Middle-schoolers think they’re adults, but still act like toddlers half the time. Nowhere is this more apparent than in their eating habits. Robert Burke Warren, who is both a fantastic writer and father of a teenage son, says that he was worried about his son’s picky eating in the middle school years, but that his palate broadened over time.

Obviously we should still encourage them to eat as many healthy foods as possible, but we can be reassured that eventually their tastes do mature on their own and they won’t spend their whole lives in pizza parlors and burger joints.

Mood swings

Your kid is going to have mood swings. Even though it can be shocking, it’s totally natural and not necessarily a sign that your child is troubled.

Dr. Daniel Siegel, author of Brainstorm, explained in an interview on NPR that adolescents’ brains are growing and changing in ways that equip them for adulthood. Lashing out or back-talking their parents, while wholly unacceptable behavior, does not mean that they hate you or have an intent to disrespect you. They’re just pushing back against the status quo, which is natural for them.

Siegel recommends approaching the back-talk with calmness and not being reactive. “[Being reactive] takes the emotion of independence and hugely expands it in a way that doesn’t need to happen. … And it becomes a fight rather than a conversation.”

Keeping their rooms clean

One of the biggest battles with teens is over the increasing messiness of their rooms, where they spend more time as they get older. Kids see their rooms as the only space that’s truly theirs, while we see it as an extension of our homes. But in this case, giving your teen their victory can lead to peace in your house and a healthy sense of independence for them.

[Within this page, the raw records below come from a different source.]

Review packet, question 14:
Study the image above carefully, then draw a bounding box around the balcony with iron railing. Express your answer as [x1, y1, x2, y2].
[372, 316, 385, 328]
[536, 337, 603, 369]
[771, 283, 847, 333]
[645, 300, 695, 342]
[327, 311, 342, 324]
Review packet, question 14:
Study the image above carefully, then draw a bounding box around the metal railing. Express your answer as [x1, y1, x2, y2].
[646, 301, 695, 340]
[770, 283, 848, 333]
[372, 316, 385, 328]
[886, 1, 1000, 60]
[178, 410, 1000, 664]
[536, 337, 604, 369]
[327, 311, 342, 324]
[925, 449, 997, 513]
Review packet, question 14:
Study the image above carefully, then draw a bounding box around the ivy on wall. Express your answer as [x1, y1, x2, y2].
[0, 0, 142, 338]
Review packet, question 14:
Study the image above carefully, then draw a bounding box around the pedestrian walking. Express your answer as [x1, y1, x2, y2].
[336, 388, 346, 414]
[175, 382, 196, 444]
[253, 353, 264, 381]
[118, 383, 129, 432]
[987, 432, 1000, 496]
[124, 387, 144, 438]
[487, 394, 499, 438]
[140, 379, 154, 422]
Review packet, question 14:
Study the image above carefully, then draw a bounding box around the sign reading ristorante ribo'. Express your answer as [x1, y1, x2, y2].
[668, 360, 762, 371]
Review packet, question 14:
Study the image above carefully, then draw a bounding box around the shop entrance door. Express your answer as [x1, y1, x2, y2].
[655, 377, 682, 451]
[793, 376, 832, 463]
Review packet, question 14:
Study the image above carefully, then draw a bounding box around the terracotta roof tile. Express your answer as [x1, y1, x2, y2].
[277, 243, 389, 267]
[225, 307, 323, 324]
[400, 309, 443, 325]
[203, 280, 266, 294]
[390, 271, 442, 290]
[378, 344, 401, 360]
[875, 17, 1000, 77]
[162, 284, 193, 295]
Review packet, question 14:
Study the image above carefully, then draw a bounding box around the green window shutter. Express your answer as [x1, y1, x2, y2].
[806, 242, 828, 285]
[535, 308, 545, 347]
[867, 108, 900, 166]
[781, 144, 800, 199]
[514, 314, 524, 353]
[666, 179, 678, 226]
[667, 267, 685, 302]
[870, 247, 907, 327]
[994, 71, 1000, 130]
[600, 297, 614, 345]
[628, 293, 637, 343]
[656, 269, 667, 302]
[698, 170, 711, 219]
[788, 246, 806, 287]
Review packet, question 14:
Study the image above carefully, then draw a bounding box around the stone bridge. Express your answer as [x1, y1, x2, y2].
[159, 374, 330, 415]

Rosalind Wiseman agrees. “Unless they’re leaving food or dirty plates in there — give it a rest. Just have them pick up all their stuff once every couple of weeks so they can find that missing book/homework, [or] favorite socks they’ve lost.”


While it’s comforting to know that we can ease off a few of our worries, there are two things you should pay attention to …

Sex and consent

This is a big time of experimentation, and it’s up to you to give your adolescents the information they need in order to grow into responsible, respectful people. Talk to them about sexting, porn, and consent and let them know you’re around to talk — about anything.

Mental health

My friend Jim Higley, dad of three awesome grown kids, advised me that mental health issues are real at this age, saying, “Don’t for a second think that you can solve them with sugarcoated solutions. If your child has any signs of needing help with their mental health, you, as their parent, owe it to them to make sure they have the resources of everything you can provide them.”

Middle school is such a short time in life, try to enjoy it the best you can by loving and supporting your growing kid. The benefits are well worth the struggles!